• La giurisprudenza sull’affidamento dei figli: ecco quando il Tribunale di Bergamo dispone l’affidamento esclusivo

    Tribunale bergamo ordine avvocatiPubblico di seguito alcuni casi pratici in cui il Tribunale di Bergamo ha ritenuto di dover disporre l’affidamento esclusivo anziché l’affidamento condiviso.

    R.g. n. 339/09 dott.ssa Giraldi: il Giudice ha ritenuto di poter giustificare l’affidamento in via esclusiva del minore alla sola madre, in relazione al comportamento tenuto dal padre che non solo ha omesso di osservare le modalità di frequentazione come disposte in via provvisoria dal presidente, facendo visita al bambino solo saltuariamente (comportamento che ha certamente provocato un senso seppur modesto di abbandono in capo al figlio con pregiudizio evidente per lo stesso e che evidenzia l’impossibilità di una fattiva collaborazione tra i coniugi con riferimento alle esigenze del minore), ma ha anche omesso di corrispondere con regolarità il contributo impostogli per il mantenimento.

    R.g. n. 1059/09 dott. Macripò: “la mancata costituzione in giudizio del coniuge costituisce per il giudice fonte di prova del disinteresse dello stesso verso la famiglia e verso la prole; in conseguenza pronuncia l’affido in via esclusiva al genitore ricorrente. Il genitore contumace potrà vedere i minori solo previo accordo con il genitore affidatario”.

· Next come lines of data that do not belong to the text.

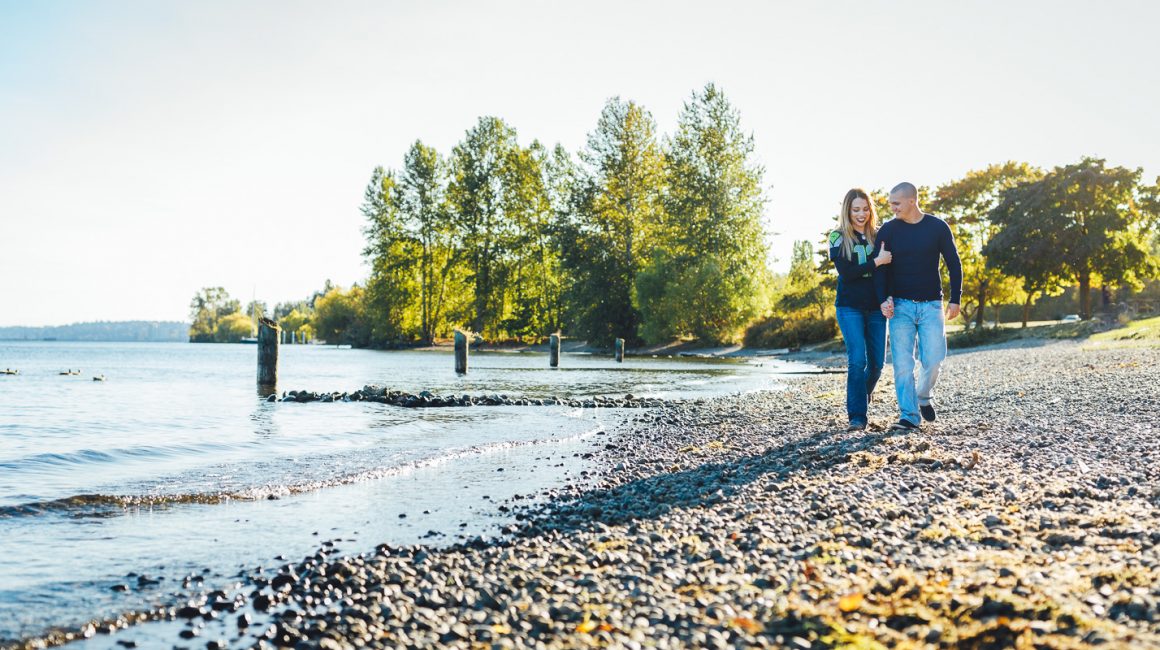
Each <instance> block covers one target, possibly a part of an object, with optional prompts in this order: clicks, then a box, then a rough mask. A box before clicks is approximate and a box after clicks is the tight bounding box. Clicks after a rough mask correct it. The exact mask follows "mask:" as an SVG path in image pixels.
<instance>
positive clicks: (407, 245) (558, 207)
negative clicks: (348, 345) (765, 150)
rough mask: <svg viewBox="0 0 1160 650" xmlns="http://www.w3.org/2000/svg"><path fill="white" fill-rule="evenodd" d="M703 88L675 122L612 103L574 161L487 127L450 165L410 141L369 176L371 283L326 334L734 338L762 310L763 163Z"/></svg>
mask: <svg viewBox="0 0 1160 650" xmlns="http://www.w3.org/2000/svg"><path fill="white" fill-rule="evenodd" d="M753 154H754V144H753V137H752V135H749V133H747V132H746V131H745V130H744V129H742V128H741V118H740V114H739V113H738V110H737V109H734V108H733V107H732V104H731V103H730V102H728V100H727V99H726V98H725V95H724V94H723V93H722V91H720V89H719V88H717V87H716V86H713V85H708V86H705V87H704V88H703V89H702V91H699V92H695V93H693V95H691V96H690V99H689V100H688V101H687V102H686V104H684V107H683V109H682V110H681V111H680V114H679V117H677V123H676V130H675V132H674V133H672V135H669V136H665V137H662V136H660V135H658V132H657V125H655V122H654V121H653V118H652V115H651V114H650V113H648V111H647V110H645V109H644V108H641V107H640V106H639V104H637V103H635V102H631V101H622V100H621V99H618V98H614V99H611V100H609V101H608V103H607V104H606V106H604V109H603V111H602V113H601V115H600V118H599V120H597V122H596V127H595V129H594V130H593V131H592V132H590V133H589V136H588V140H587V144H586V146H583V147H582V149H581V150H580V151H579V152H578V153H575V154H573V153H571V152H568V151H566V150H565V149H564V147H563V146H560V145H557V146H554V147H552V149H549V147H545V146H543V145H542V144H541V143H538V142H532V143H531V144H530V145H528V146H523V145H521V144H520V143H519V142H517V137H516V131H515V129H514V128H513V127H510V125H509V124H507V123H506V122H503V121H502V120H500V118H496V117H481V118H480V120H479V121H478V123H477V124H476V125H474V127H473V128H472V129H470V130H469V131H467V132H466V133H465V136H464V138H463V140H462V142H461V143H459V144H457V145H456V146H455V147H452V150H451V152H450V154H448V156H444V154H441V153H440V152H437V151H435V150H434V149H432V147H429V146H427V145H425V144H422V143H421V142H415V143H414V145H412V147H411V150H409V151H408V152H407V154H406V157H405V159H404V161H403V167H401V168H400V169H397V171H396V169H383V168H377V169H375V173H374V174H372V176H371V180H370V183H369V186H368V187H367V190H365V194H364V201H363V207H362V210H363V214H364V215H365V217H367V221H368V228H367V230H365V233H367V237H368V246H367V250H365V251H364V254H365V255H367V258H368V259H369V261H370V266H371V274H370V277H369V279H368V280H367V283H365V286H364V287H356V288H353V289H351V290H349V291H348V293H347V294H346V295H345V296H343V302H345V303H346V304H347V306H348V309H347V310H346V312H347V316H348V317H349V319H348V320H347V322H346V323H335V324H334V327H320V328H319V335H320V337H322V338H326V339H328V340H329V339H331V338H332V337H338V338H341V339H342V340H345V341H349V342H353V344H355V345H375V346H383V345H392V344H406V342H411V341H422V342H430V341H433V340H435V339H436V338H443V337H447V335H449V334H450V333H451V331H452V328H455V327H470V328H471V330H472V331H474V332H477V333H479V334H481V335H484V337H485V338H487V339H492V340H494V339H520V340H537V339H542V338H543V337H545V335H546V334H548V333H550V332H553V331H563V332H564V333H565V334H566V335H570V337H573V338H578V339H585V340H588V341H589V342H593V344H610V342H611V341H612V339H615V338H624V339H628V340H629V341H630V342H638V341H646V342H657V341H664V340H670V339H674V338H682V337H693V338H697V339H701V340H706V341H726V340H734V339H737V338H738V337H740V334H741V333H742V332H744V330H745V326H746V325H747V324H748V323H749V322H752V320H753V319H754V318H756V317H759V316H761V315H762V313H763V312H766V310H767V309H768V308H769V305H770V297H771V289H773V275H771V274H770V272H769V265H768V261H769V260H768V259H767V258H768V248H767V240H766V239H767V233H766V231H764V230H763V228H762V222H761V218H762V214H763V208H764V203H766V197H764V194H763V181H762V176H763V169H762V168H761V166H759V165H757V164H756V163H755V161H754V159H753V158H754V156H753Z"/></svg>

    R.g. n. 1292/09 dott.ssa Caprino: sono elementi ostativi all’affidamento condiviso del minore: tossicodipendenza del genitore, anche pregressa; l’assenza nel corso del giudizio; l’aver lasciato andare all’asta la casa coniugale; il disinteresse profondo dimostrato nei confronti dei figli con la totale assenza di alcun contributo nei loro confronti nonostante i provvedimenti presidenziali; l’importante distanza di residenza tra i genitori (Calabria – Lombardia).

    R.g. n. 1286/09 dott.ssa Giraldi: dopo un primo affidamento del minore alla madre, dopo che in comparsa conclusionale veniva evidenziata l’insofferenza del minore ai meccanismi di visita stabiliti dal giudicante, la causa veniva rimessa in istruttoria e disposta CTU, che evidenzia la volontà del minore di stare con il padre. Il giudice si attiene a tale volontà.

    R.g. n. 340/09 dott.ssa Giraldi: il giudice recepisce le conclusioni della CTU che in un quadro di limitata idoneità genitoriale da parte di entrambi i genitori, affida la figlia alla madre e il figlio al padre, considerando opportuno mantenere la situazione esistente, alla quale i figli si sono adattati, piuttosto che imporre un nuovo mutamento che creerebbe certamente nuovo disagio ai minori, senza certezza di un vero vantaggio.